“Then explain why I shouldn’t,” said the dragon.
“So sit down and listen!” Mara bawled up at it.
To everyone’s great surprise, the dragon doubled its scrawny back legs under itself and sank down on its mangy haunches. “I’m listening,” it thundered in a new cloud of brown smoke. “It’s about time someone explained this mad world to me!”
“All right,” said Mara. “All right! Just stop blowing smoke at me!”
“It comes out when I breathe,” the dragon growled.
“Nonsense,” said Mara.
Callette waited to see that the dragon did indeed stop blowing out smoke and then took off in a mighty clap of wings. “Where are you off to?” Don shrieked.
“Healer!” Callette screamed over her shoulder, making her fastest wing strokes toward the hills.
“Oh. Gods. Yes,” Don said, and took off after her, going so hard to catch Callette up that he was flying like a sparrow, in swoops and furious flutters.
“Blade,” said Mara, “get your father to the house.”
Blade always found it easier to translocate someone if he was touching him. He did not dare touch Derk. Derk was writhing about in the cinders of the grass, blue-purple in the face and hideous red in most other places. Most of his clothes were still smoking. The way much of his skin had gone into yellow streaks and blisters made Blade hurt, too, in sympathy. Blade stood himself gingerly astride him and translocated both of them to the living room sofa. The dragon rolled an eye at them as they went but did not try to stop them. Next instant the griffin fur and dog hairs on the sofa sizzled. The translocation somehow tipped Derk on his side, which made him give a horrible hoarse yell. This so appalled Blade that he simply stood astride his father on the sofa and wondered what to do.
Lydda shot into the room. “Make him cold. Quick. First aid for burns. Freeze him!” she panted.
“Oh, yes.” Thankful to be told, Blade concentrated until he could feel his own feet ache with cold. Derk stopped writhing, but he was still boiled red and streaked oozing yellow, and he was not breathing properly. “Where’s Mum?” Blade said desperately.
“Talking to that beastly dragon,” Lydda said, sounding quite as desperate. “I suppose she has to keep it under control.”
As Blade was carefully climbing off the sofa, Shona and Elda arrived. The slightest jolt made Derk utter more of those terrible hoarse noises. Blade was shaking when Shona helped him finally climb to the floor. “He’s lost half his hair!” Elda wailed. “And Mum’s just standing there giving that dragon a history lesson on how the tours started!”
Lydda’s beak snapped. “Be quiet. We have to wait for the healer.”
They waited. Shortly Kit put his head through the window, grassy and ruffled with shame. He told them that Mara was still talking to the dragon. “It turns out to have been asleep for the last three hundred years,” he said. “I suppose that accounts for it. Things must have been very different when it was last awake.”
“I wish it had never woken up,” Elda said miserably.
Blade wished that, too.

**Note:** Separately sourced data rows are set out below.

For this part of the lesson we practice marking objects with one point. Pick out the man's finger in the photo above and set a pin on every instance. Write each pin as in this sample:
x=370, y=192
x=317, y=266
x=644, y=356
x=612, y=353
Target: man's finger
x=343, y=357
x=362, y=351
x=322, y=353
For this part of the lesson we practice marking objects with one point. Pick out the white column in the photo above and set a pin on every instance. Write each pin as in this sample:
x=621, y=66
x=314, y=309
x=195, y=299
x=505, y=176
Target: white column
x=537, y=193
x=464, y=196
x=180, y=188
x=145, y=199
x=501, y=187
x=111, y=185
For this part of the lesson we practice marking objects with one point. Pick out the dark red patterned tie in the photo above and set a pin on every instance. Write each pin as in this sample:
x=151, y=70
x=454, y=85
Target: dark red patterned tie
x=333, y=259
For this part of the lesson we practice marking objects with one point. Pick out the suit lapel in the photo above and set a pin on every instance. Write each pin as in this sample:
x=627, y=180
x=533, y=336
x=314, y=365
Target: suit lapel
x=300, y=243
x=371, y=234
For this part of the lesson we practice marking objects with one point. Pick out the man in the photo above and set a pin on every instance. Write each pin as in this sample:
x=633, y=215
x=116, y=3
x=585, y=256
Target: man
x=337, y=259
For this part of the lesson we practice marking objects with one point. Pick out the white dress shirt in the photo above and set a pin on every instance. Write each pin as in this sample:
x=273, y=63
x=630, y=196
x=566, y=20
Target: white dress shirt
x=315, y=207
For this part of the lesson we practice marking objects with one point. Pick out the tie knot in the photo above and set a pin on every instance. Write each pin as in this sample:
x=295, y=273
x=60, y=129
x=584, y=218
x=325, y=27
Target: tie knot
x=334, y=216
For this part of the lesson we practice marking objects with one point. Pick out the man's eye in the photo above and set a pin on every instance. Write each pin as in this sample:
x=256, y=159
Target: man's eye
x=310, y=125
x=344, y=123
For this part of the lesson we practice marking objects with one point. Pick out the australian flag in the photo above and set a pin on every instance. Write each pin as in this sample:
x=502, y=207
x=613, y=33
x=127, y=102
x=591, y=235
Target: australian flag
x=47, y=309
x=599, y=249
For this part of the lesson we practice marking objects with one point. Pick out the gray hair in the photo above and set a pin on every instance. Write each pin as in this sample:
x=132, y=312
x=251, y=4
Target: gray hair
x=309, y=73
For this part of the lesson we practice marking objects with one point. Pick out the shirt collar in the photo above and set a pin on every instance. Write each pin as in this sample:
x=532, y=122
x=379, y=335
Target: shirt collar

It seemed unbelievable that only half an hour ago he had been annoyed with Derk for making him drudge about getting lunch. Now he would have given anything to go back to being angry with his father in the old comfortable way. “We never had lunch,” he said.
Nobody wanted lunch. They waited.
About half an hour later Callette’s wings boomed as she hovered above the terrace, carrying the healer slung in a blanket like a marshwoman’s baby, while Don hastily landed to catch the healer as Callette tipped her out.
“Thank—thank Anscher!” said Lydda.
The healer, who was a thin, brown, harassed-looking woman, took one look at Derk and turned everyone out of the room except Lydda. “You look the calmest,” she said.
“I’m not. Really,” Lydda said, but she stayed.
Soon after, Mara left the dragon for a short while and went in to speak to the healer. She came out with a shawl wrapped over her startling dress, looking gray. “She’s still trying to clear his lungs,” Mara said to everyone sitting or couchant on the terrace. “She says to thank whoever cooled the burns off because she can concentrate on his breathing first. But she’ll have to stay the night. Shona and Elda, you run up and get her a bed ready and put clean sheets on Derk’s bed, and Blade can move Derk when she’s finished. Don and Kit, let me know at once when she’s through, please. I want her to come and see to the dragon after that.”
“You want her to see to the dragon!” Shona exclaimed.
Mara gave Shona one of her grimmest, chin-up looks. “That dragon,” she said, “is half dead. His wings need stitching, and I think he has some kind of deficiency disease. It may have affected his mind. He needs help, Shona.”
“Oh, fine!” said Kit. “Fine! And has that dragon of yours killed Dad? Or not?”
“The healer thinks he’ll be all right,” Mara said, at which everyone let out large sighs of relief. “But,” Mara added, “she’ll have to put him in a healing coma for the next five days at least, and he’ll be in bed for a while after that.”
“But,” said Shona, “Mum, the tours start the day after tomorrow!”